Vor allem zwei Elemente kommen Salvini zu Gute. Sein plaka­tives, radikales Vorgehen in der Flücht­lings­frage und das von Silvio Berlusconi hinter­lassene politische Vakuum im konser­va­tiven Spektrum, das seit dem Zusam­men­bruch der italie­ni­schen Christ­de­mo­kraten keine politische Heimat mehr darstellt. Salvinis Lega, die bei den Parla­ments­wahlen vor gut einem Jahr noch 17 Prozent der Stimmen erreichte, hat ihre Zustim­mungs­werte innerhalb eines Jahres knapp verdoppelt. Salvini lebt den Traum der anderen europäi­schen Rechts­po­pu­listen. Doch die Wirklichkeit ist kompli­zierter als sie aussieht.

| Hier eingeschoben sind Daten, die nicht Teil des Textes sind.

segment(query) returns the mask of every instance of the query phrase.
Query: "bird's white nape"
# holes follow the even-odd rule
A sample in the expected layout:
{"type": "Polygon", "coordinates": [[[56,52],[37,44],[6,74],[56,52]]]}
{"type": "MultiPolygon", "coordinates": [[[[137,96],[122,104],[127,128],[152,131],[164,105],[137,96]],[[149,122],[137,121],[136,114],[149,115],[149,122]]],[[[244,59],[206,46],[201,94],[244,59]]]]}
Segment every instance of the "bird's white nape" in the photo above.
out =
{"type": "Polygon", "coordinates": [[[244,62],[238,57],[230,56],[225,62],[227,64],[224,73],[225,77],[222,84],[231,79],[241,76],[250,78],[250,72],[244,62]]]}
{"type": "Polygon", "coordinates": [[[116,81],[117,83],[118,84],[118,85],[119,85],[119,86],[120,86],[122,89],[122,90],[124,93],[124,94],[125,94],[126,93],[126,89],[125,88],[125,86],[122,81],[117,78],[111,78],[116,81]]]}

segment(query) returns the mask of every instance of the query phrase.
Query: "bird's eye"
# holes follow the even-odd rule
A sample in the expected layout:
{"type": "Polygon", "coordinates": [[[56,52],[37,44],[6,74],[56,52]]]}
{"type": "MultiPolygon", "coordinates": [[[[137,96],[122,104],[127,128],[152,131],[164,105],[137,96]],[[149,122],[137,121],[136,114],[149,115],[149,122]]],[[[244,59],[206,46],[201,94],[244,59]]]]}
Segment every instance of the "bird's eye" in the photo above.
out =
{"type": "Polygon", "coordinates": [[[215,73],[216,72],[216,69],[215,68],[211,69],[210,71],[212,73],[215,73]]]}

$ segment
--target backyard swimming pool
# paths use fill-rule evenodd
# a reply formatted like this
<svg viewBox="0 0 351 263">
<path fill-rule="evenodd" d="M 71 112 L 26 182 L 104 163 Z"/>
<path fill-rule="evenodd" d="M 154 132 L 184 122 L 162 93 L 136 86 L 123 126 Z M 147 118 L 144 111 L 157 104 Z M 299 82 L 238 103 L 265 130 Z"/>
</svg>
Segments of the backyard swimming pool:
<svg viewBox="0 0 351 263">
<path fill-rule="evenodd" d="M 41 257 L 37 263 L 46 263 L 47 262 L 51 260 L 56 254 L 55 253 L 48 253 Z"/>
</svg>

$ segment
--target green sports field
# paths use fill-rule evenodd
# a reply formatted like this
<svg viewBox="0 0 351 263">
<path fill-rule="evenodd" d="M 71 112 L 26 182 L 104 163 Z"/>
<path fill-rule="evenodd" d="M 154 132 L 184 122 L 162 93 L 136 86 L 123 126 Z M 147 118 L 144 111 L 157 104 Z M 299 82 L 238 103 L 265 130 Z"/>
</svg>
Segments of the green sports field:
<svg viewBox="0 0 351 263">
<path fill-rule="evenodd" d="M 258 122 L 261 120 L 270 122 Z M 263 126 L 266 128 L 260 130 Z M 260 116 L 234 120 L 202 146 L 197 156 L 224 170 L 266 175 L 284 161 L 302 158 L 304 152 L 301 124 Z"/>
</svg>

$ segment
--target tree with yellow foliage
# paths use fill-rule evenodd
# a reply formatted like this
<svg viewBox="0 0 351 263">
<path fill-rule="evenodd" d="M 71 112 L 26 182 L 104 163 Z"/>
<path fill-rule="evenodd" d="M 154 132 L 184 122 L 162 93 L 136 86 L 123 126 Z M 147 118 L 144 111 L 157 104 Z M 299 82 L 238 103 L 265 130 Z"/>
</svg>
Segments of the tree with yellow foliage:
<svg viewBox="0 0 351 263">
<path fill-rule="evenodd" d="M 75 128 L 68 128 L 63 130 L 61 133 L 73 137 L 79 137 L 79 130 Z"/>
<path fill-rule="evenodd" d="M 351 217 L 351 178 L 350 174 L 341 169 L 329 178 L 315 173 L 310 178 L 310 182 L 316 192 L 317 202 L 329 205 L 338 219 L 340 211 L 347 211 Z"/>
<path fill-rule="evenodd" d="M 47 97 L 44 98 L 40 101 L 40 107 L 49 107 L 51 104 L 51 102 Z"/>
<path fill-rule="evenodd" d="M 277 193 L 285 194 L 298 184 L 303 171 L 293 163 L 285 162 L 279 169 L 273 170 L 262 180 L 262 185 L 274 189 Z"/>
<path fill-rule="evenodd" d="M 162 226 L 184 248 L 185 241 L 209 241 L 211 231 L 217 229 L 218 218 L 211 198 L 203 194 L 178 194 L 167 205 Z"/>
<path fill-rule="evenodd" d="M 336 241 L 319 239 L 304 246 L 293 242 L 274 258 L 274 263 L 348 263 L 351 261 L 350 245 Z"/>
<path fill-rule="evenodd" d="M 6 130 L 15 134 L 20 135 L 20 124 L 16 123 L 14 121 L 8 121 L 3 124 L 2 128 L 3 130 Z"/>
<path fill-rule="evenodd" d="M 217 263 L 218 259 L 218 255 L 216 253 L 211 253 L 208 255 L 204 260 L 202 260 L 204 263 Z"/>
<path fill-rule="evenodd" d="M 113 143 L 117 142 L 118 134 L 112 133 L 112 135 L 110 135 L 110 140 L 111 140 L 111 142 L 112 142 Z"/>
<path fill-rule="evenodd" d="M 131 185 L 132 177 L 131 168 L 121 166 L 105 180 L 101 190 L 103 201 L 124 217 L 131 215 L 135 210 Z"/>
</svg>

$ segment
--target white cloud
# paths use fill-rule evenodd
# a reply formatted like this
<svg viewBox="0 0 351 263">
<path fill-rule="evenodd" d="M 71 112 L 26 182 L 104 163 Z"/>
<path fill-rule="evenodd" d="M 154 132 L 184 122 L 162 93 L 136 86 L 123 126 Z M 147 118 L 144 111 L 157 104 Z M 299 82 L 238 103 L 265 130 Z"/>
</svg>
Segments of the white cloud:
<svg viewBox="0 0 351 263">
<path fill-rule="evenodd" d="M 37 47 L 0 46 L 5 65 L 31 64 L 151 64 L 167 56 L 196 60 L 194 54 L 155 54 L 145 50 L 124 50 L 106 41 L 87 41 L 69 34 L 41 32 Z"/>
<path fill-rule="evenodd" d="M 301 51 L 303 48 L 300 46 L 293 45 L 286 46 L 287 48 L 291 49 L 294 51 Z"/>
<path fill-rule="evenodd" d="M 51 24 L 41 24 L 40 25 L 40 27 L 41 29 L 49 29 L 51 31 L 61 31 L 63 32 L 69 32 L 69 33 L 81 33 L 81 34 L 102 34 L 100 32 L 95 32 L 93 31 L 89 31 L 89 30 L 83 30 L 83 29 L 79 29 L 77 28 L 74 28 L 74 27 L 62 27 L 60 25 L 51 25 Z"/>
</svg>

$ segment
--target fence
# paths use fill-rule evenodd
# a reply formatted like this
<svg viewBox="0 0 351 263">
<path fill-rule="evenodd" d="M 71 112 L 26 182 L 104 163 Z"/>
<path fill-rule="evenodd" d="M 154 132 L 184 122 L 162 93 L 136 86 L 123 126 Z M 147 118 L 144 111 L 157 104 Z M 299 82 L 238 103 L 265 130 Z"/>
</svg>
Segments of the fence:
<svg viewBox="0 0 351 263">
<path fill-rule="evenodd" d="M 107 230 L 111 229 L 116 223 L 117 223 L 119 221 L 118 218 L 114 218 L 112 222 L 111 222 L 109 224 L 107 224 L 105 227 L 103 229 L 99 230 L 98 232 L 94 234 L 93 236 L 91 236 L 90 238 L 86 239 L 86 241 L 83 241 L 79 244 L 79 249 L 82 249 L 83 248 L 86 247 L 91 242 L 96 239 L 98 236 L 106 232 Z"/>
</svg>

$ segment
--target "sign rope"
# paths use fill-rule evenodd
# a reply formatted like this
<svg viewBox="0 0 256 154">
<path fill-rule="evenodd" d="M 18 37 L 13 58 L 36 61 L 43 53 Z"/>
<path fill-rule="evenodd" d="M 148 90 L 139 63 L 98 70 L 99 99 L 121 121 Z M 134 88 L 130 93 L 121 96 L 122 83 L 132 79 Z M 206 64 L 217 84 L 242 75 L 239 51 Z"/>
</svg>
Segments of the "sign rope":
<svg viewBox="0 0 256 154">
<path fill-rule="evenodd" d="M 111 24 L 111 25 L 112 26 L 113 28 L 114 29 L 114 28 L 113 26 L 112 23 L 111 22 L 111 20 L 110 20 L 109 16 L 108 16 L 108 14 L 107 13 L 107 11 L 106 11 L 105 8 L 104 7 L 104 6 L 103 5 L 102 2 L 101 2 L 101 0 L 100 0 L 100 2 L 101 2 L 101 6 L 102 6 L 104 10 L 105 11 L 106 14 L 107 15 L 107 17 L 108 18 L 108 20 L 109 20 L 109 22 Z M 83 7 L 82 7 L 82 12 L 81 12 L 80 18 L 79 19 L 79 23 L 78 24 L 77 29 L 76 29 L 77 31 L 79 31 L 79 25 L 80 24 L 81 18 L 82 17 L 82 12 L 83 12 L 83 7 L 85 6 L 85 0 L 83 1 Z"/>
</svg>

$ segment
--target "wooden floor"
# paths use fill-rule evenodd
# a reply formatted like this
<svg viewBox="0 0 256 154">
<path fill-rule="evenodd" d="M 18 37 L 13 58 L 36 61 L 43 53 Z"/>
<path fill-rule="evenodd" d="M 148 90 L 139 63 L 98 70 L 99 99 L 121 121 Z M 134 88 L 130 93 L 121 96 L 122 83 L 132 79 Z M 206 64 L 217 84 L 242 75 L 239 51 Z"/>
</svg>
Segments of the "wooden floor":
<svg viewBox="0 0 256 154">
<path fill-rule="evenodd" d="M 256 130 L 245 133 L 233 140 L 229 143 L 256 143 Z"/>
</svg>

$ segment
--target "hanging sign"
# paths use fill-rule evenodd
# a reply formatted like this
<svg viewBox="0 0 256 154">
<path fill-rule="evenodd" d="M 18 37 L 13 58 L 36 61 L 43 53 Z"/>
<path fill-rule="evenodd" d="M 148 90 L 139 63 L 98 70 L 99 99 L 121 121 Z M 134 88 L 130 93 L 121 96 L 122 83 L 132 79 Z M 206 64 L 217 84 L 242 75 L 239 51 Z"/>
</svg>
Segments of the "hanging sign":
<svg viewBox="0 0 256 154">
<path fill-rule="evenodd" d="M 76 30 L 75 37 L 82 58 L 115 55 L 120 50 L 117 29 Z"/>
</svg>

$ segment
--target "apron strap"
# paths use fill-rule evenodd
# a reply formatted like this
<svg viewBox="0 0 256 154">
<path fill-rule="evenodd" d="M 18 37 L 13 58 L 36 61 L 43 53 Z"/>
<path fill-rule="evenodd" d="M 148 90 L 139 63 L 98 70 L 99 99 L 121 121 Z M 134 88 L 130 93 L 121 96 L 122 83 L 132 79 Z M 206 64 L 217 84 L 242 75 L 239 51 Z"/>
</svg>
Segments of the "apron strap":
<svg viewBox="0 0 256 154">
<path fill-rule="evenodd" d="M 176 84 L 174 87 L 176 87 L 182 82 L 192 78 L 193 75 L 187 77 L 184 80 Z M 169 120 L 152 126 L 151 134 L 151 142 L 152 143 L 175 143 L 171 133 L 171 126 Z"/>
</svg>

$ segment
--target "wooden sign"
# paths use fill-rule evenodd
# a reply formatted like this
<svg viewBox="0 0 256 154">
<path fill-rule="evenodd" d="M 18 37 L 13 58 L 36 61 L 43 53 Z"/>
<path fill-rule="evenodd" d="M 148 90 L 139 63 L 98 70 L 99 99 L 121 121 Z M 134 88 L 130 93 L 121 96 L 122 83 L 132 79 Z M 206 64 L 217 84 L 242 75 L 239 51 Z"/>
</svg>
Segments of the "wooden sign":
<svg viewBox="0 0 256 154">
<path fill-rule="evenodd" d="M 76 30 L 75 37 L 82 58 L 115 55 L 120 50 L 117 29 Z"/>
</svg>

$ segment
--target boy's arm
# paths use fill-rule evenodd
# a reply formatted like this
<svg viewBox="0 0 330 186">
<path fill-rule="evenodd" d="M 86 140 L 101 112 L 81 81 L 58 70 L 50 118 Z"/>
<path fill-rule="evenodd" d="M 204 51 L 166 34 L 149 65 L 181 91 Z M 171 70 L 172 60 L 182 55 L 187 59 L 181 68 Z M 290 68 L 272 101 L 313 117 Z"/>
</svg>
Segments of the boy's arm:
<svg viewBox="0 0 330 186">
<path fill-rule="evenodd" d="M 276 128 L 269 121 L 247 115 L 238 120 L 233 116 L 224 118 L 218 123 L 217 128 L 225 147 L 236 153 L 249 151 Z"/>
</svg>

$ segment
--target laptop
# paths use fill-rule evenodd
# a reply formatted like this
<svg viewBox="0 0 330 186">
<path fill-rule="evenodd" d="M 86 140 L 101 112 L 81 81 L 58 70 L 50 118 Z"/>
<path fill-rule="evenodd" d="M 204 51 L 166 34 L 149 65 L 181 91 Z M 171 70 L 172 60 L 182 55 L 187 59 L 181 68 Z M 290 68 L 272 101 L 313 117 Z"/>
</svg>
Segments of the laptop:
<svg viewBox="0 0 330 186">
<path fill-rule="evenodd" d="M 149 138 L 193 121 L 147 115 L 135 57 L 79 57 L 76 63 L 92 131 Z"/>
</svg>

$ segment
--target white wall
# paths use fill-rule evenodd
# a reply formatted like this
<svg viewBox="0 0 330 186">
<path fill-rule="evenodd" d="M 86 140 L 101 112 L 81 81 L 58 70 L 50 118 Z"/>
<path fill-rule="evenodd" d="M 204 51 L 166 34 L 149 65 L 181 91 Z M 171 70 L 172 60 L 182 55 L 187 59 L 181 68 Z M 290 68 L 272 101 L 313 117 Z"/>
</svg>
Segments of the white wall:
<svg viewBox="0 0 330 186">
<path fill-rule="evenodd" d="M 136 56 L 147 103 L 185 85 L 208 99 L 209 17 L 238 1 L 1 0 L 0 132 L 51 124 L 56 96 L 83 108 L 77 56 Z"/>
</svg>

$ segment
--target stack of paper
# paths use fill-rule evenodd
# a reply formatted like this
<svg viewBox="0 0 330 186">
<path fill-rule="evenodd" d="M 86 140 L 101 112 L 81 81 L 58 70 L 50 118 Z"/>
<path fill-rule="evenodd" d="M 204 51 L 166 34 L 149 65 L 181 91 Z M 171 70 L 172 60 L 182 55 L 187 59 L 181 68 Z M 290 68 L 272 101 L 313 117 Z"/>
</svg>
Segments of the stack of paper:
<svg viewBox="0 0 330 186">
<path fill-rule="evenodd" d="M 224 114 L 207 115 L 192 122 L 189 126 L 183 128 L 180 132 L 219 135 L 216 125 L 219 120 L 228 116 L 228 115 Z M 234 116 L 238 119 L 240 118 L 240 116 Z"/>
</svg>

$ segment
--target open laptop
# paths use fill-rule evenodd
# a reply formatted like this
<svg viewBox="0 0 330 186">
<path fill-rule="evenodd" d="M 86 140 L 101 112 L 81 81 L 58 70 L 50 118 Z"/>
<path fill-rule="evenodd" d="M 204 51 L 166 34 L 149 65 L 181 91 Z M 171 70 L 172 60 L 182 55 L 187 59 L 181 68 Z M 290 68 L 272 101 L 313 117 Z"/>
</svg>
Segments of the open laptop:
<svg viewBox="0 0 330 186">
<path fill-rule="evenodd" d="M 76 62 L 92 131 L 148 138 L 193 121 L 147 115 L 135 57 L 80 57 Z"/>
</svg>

Denn Salvini weht der innen­po­li­tische Wind nun schärfer ins Gesicht. Monatelang galt der italie­nische Innen­mi­nister als unange­fochtene Licht­ge­stalt der Rechts­po­pu­listen. In Italien regt sich inzwi­schen sicht­barer Wider­stand. Salvini war in den vergan­genen Tagen auf Wahlkampf­ver­an­stal­tungen in Süditalien unterwegs, in Neapel, Foggia und Campo­basso. Dabei empfingen den 46-Jährigen nicht nur Anhänger, sondern Dutzende aus den Fenstern gehängte Protest-Spruch­bänder. Es gibt offenbar immer mehr Menschen, die mit dem Kurs des Rechts-Politikers nicht einver­standen sind.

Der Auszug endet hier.